The trick is to get away from the Parkway....it tries to emulate some type of "forest", and most of us are totally aware that 1/4 of a mile away it's nothing but cement....on both sides. One can see it flying out of Newark.

Les

Tin Can
7-Oct-2020, 03:32
Dann, from 1969 to 1980 when exploring USA I didn't carry a camera, as I considered even my Pentax H1 excess baggage

I took memory pictures in my head as I have done since a child

I stand still, concentrating on the view and remember it

especially places I would never see again

I have returned to live in one memory for my duration

one clear picture is the train station signage for seperate bathrooms

the sign was gone the next year, yet I see it clearly

Vaughn
7-Oct-2020, 09:21
What happens if we put me in Zion park or Glacier national park with 19k worth of equipment and Ansel Adams with a pinhole box camera in a Scranton NJ parking lot? Who gets the better picture?
So I guess the locale is important, but the most important thing is the person behind the camera...

My primary interest is light as it defines a place. This can be anywhere. I just prefer to hang out at places I want to be...it might be downtown Blue Lake, or the redwoods, or Death Valley, or even the top of Fort Point in San Francisco on a rare occasion...

Light is the bridge between the Place and the Viewer.

Drew Wiley
7-Oct-2020, 11:38
I like variety. I grew up right beside three National Parks and what are now half a dozen official Wilderness Areas, and all my life have enjoyed photographing in such places, though not necessarily stereotypical postcard images!
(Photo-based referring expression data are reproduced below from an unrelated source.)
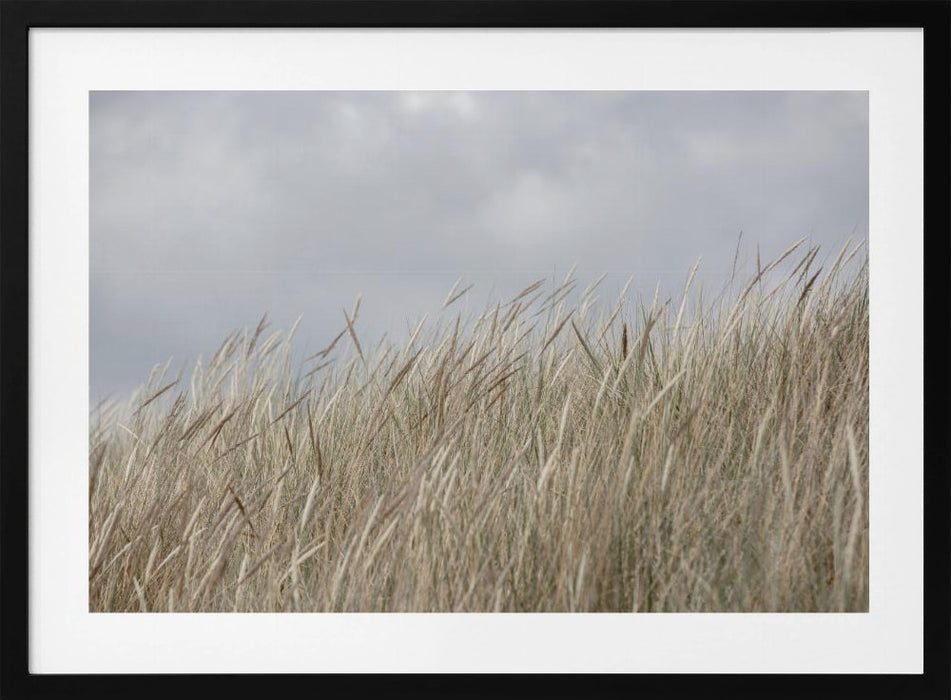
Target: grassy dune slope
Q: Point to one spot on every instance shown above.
(682, 456)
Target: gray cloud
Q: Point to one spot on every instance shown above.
(208, 209)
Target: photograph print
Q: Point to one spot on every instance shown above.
(495, 352)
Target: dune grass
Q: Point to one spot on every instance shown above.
(552, 454)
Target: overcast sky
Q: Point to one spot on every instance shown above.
(209, 209)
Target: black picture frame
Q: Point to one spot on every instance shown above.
(17, 17)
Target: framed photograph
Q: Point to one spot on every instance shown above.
(498, 347)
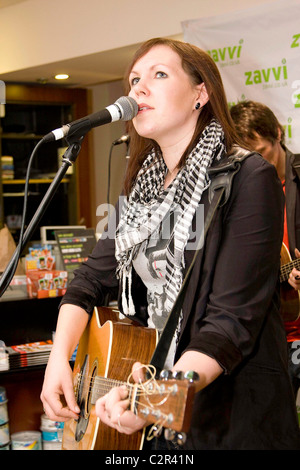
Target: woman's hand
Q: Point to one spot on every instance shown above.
(58, 383)
(113, 408)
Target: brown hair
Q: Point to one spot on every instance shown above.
(201, 68)
(251, 118)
But I've gotten every bit as good prints and even entire portfolios of things a five minute walk right up the street from where I now live. I'd even love to take a long drive someday to see the grasslands of Nebraska and so forth, and have no doubt I'd be able to bag excellent images there too. Like a black bear, I'm opportunistic - whatever tastes good, whether a wilderness blueberry patch or raiding someone's neglected picnic box.

Alan Klein
7-Oct-2020, 13:08
...

Here is a challenge:
Can someone post a breathtaking landscape from New Jersey =? ;-)
I don't know about breathtaking. But most of these are near where I live in New Jersey. And they're mine. :)
https://www.flickr.com/search/?sort=date-taken-desc&safe_search=1&tags=nj&user_id=55760757%40N05&view_all=1

Tin Can
7-Oct-2020, 14:06
Alan, are you familiar with "The Tracker: The True Story of Tom Brown Jr (https://www.amazon.com/Tracker-True-Story-Tom-Brown/dp/0425101339)"? I read his books decades ago. He found a lot of WILD in the Barrens.

At one time I was going to take his survival course

not now, I have enough just surviving right here and now



I don't know about breathtaking. But most of these are near where I live in New Jersey. And they're mine. :)
https://www.flickr.com/search/?sort=date-taken-desc&safe_search=1&tags=nj&user_id=55760757%40N05&view_all=1

Alan Klein
7-Oct-2020, 14:17
Alan, are you familiar with "The Tracker: The True Story of Tom Brown Jr (https://www.amazon.com/Tracker-True-Story-Tom-Brown/dp/0425101339)"? I read his books decades ago. He found a lot of WILD in the Barrens.

At one time I was going to take his survival course

not now, I have enough just surviving right here and now

No not familiar with it. I'll have to look into it. Thanks.